A class action lawsuit worth an estimated ?14 billion being brought against Mastercard has been blocked by a British court.
The action was brought against the card giant for allegedly overcharging more than 45 million people in Britain over a 16-year period.
However, the Competition Appeal Tribunal (CAT) that oversees class actions in the UK has ruled that it would not grant the necessary collective proceedings order for the case to continue to trial.
The case was being brought against interchange fees which are charged by credit and debit card companies to retailers and merchants’ banks, alleging that the fees were a significant cost for retailers and were passed on through increased prices of goods and services to all UK consumers, including those who paid in cash and not just MasterCard holders.
Following a European Commission decision in 2007 that the fees were anti-competitive, Mastercard has finally lost a drawn-out appeal against the decision, leading to law firm Quinn Emanuel Urquhart & Sullivan launching the case on behalf of adults in Britain.
Before being stopped by CAT, the case had been due to be the largest in British legal history and test the new Consumer Rights Act introduced in 2015 which introduced ‘opt out’ collective class actions for breach of UK or EU competition law.
Under the new ‘opt out’ regime UK based members of a defined group are automatically bound into legal action unless they opt out, allowing huge class actions to be brought.
One of the concerns cited by the Competition Appeal Tribunal was the difficulties in providing evidence that MasterCard fees were passed on to consumers and in precisely calculating individual losses for so many consumers.
However, lawyer Walter Merricks, who is the representative named on the proposed action, feels that these difficulties could be overcome, and is considering an appeal with his advisers.
He said: ‘The new collective action regime was introduced by the Consumer Rights Act to overcome the difficulty for consumers seeking to recover losses from competition law infringements.

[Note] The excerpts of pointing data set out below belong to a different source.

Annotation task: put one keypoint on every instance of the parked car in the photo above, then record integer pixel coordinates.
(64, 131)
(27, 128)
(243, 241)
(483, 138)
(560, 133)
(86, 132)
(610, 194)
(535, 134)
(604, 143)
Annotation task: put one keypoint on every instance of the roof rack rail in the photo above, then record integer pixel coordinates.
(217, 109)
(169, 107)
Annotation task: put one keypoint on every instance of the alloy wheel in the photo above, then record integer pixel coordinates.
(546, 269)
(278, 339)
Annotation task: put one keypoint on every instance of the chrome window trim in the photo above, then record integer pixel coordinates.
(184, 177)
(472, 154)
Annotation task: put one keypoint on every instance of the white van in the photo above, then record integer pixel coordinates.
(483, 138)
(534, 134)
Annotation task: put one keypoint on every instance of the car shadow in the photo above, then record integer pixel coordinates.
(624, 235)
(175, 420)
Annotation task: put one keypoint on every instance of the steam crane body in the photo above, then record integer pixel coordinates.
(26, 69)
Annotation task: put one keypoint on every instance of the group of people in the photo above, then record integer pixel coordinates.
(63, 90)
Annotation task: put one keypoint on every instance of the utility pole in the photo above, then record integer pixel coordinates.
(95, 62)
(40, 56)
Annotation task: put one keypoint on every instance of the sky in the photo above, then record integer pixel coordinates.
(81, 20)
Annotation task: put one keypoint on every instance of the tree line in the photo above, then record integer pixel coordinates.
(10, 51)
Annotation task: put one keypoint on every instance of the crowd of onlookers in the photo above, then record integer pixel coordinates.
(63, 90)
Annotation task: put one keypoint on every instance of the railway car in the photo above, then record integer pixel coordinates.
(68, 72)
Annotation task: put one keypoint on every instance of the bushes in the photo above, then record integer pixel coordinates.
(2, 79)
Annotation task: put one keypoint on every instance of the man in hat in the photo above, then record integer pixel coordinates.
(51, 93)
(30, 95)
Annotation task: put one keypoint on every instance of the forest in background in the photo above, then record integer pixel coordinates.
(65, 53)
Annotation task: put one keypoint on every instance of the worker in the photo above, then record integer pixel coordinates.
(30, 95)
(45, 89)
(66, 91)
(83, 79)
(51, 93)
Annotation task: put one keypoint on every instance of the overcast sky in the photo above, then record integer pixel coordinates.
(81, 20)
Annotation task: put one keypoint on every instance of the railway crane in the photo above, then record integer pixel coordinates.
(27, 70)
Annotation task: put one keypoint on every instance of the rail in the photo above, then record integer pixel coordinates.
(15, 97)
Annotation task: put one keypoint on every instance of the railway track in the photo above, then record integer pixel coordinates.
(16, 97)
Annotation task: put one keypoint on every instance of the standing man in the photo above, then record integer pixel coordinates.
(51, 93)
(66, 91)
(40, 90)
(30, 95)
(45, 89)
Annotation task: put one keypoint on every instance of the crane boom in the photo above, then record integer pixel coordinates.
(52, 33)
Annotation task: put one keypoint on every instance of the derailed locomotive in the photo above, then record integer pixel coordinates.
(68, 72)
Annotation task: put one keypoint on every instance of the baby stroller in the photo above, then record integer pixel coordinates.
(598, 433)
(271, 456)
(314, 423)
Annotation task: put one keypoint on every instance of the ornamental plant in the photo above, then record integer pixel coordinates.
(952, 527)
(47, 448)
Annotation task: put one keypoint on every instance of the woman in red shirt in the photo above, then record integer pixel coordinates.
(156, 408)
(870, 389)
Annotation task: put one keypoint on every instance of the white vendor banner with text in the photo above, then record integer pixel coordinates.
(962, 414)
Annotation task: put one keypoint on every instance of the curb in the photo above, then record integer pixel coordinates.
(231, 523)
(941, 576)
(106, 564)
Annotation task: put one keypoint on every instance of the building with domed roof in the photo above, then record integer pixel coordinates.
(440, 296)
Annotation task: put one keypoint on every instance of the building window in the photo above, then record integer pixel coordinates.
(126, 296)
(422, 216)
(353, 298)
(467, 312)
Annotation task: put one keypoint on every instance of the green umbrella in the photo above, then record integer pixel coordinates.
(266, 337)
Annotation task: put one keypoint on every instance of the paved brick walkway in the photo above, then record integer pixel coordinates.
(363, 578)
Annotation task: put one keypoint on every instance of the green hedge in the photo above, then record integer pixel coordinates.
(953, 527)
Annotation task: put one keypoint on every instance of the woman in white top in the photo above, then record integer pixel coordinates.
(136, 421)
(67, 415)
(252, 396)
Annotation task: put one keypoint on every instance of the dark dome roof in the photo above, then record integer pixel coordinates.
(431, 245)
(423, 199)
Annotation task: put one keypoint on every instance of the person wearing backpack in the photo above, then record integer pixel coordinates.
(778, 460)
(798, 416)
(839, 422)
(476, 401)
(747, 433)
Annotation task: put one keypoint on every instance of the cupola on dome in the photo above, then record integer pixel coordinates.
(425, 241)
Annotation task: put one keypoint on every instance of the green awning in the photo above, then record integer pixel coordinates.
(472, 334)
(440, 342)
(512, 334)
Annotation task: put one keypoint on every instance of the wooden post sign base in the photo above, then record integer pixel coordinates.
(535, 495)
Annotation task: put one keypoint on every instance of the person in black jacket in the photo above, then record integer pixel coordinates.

I am concerned that this new regime, designed to benefit consumers, may never get off the ground.’
Mastercard understandably welcomed the judgment, stating that they felt the claim was ‘completely unsuitable’ to be brought under the collective action regime.
A similar dispute with retailers heard at the high court in January found Mastercard to have charged interchange fees at a lawful level and without restricting competition.